In the new study, Robert Lustig from the University of California at San Francisco has described just how much those "Christmas hormones" take hostage of our bodies.
Speaking on ABC's 'Good Morning America', Lustig said that the season is fraught with hormonally-driven behaviour, driving irrational actions and thoughts.
"Certainly, it brings out the best and worst of us in every which way," the Daily Mail quoted Lustig, a neuroendocrinologist and professor of paediatrics as saying.
He also said that the potent mix of cortisol, serotonin and dopamine are at play over the holiday season.

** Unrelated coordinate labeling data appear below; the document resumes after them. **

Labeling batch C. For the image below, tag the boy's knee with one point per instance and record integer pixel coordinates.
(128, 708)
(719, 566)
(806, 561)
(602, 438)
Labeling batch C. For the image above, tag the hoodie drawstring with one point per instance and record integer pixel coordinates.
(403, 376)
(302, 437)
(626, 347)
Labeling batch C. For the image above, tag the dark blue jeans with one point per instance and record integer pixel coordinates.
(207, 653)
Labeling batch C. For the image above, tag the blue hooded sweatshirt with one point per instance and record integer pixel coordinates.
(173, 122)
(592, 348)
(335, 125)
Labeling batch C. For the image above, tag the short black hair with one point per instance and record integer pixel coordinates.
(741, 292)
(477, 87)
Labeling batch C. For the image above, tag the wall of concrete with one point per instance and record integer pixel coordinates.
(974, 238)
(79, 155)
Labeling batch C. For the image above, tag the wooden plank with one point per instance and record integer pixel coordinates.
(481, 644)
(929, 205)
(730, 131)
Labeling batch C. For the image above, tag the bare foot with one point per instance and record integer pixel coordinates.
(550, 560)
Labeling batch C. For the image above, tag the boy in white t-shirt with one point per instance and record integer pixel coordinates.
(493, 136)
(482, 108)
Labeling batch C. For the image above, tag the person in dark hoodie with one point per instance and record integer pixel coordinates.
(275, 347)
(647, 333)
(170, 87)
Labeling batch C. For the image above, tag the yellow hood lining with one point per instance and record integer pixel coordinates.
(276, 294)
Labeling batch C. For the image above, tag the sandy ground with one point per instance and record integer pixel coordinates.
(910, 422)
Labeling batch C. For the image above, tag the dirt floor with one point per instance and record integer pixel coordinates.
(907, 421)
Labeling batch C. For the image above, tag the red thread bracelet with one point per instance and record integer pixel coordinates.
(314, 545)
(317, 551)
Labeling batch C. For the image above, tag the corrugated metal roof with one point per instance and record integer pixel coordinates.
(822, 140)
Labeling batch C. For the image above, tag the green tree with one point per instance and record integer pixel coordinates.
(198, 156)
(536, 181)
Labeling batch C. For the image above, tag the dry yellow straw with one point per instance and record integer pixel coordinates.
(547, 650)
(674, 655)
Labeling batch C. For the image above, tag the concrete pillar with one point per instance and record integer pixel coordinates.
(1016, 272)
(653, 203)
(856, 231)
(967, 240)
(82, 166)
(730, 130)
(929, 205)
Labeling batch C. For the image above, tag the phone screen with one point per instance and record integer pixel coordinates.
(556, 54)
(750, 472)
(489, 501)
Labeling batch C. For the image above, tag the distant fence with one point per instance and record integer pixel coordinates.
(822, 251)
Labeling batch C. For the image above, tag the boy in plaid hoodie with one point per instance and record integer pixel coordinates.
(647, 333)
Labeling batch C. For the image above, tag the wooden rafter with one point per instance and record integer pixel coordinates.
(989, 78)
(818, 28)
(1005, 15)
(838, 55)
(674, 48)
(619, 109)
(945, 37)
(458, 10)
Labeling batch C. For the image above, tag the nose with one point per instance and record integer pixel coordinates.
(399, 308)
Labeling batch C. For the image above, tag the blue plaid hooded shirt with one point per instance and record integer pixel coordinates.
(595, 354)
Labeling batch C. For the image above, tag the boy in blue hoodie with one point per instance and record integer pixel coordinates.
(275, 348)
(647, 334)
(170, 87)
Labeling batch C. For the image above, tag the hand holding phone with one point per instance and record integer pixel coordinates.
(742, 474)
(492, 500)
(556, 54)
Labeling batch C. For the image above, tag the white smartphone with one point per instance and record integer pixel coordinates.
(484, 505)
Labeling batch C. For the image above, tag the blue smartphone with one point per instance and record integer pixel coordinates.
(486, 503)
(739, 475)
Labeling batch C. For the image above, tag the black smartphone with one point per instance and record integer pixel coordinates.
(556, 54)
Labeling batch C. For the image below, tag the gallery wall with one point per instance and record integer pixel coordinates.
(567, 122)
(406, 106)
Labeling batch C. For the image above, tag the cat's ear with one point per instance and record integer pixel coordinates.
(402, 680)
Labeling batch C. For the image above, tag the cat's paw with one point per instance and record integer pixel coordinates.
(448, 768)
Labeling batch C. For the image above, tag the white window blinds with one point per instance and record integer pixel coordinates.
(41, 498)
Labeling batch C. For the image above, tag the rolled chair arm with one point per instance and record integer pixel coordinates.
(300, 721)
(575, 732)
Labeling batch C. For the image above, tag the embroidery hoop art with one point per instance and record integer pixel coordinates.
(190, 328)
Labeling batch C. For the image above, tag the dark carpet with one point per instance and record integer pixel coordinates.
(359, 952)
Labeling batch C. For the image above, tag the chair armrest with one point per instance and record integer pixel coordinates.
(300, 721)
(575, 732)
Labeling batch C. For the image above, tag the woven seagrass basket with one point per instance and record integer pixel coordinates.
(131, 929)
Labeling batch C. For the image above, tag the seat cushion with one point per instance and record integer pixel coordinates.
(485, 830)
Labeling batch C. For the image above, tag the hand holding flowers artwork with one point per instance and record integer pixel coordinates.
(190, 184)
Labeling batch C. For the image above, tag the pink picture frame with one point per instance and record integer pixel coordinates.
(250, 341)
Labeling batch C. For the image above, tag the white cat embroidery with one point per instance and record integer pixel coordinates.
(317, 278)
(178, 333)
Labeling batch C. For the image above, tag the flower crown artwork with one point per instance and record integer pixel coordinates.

While the togetherness of Christmas, ultimately what the day is all about, fosters surges in the happiness hormone, serotonin, the build up is characterised by high levels of stress, or cortisol.
Therefore, the more that dopamine is triggered, the larger the amounts of food that are needed to feel the hormone's pleasurable effects, which leads to over-eating, peaks and troughs of insulin and sugar highs and lows.
In the meantime, high stress levels see rises in blood pressure, suppression of the immune system and increased sugar production, he told the show.
It's only to be expected that mood swings and arguments may ensue.
It comes as no surprise that close to 70 percent of Americans say they are fatigued by Christmas, says the American Psychological Association.